Hizmet, hayra öncülük etmektir: “Bir hayra öncülük eden kimseye, o iyiliği yapan gibi sevap verilir.” İnsanların en hayırlısı, insanlara en faydalı olandır. Allah için yapılan en küçük bir iyilik çok büyük mükafatlara vesile olur. Yüce Allah azı çok eyler. Onun için denilmiştir; hizmet eden himmet (lütuf-manevi yardım) görür.
Allah’ın Mü’min kulları hizmette yarışırlar. Hizmet, hayra anahtar olmaktır. Hz. Peygamber s.a.v. buyurur: “İnsanlardan öyleleri vardır ki; onlar hayra anahtar, şerre kilittir. Öyleleri de vardır ki şerre anahtar hayra kilittir. Ellerinde hayrın anahtarları olan kimselere ne mutlu! Şerrin anahtarları ellerinde olan kimselere de yazıklar olsun!” (İbn-i Mâce, Mukaddime, 19)
Müslümanlar olarak yaşadığımız hayat ile ilgili bir durum değerlendirmesi yapmamız gerekiyor. Ahir zaman kavramına sığınarak, kıyamet alametlerinin dökümünü yaparak haksızlıkları, adaletsizlikleri, kötülükleri kanıksama, normal karşılama, göz yumma duyarsızlığı ile günü kurtarmanın hesaplarını yapmak bir Müslüman için hayatı anlamsızlaştıran, ebedi hayatı zindan eden bir sona razı olmaktır.

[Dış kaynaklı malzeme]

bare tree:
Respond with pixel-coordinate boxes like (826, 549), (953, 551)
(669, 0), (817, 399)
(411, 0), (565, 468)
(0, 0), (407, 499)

"İyi ve Adil bir dünya" nın kurucu iradesi olması gereken Müslüman sorumluluklarına göz yumup kendisini tatile çıkaramaz. Yeryüzünde tufanlar koparken kendisini kendisi ile sınırlamak, Sınır ötesi sorumluluklar bizi beklerken, sadece kendisi için yaşama sefaletini kabullenmek dünya ve ahiret perişanlığına gönüllü olmak anlamına gelir. Başkaları için yaşama bilinci dünya hayatını Allah’ın rızasına göre değerlendirebilmenin en kestirme yoludur. Sokrates’in dediği gibi “Ancak başkaları için yaşanan bir hayat, yaşamaya değer bir hayattır.”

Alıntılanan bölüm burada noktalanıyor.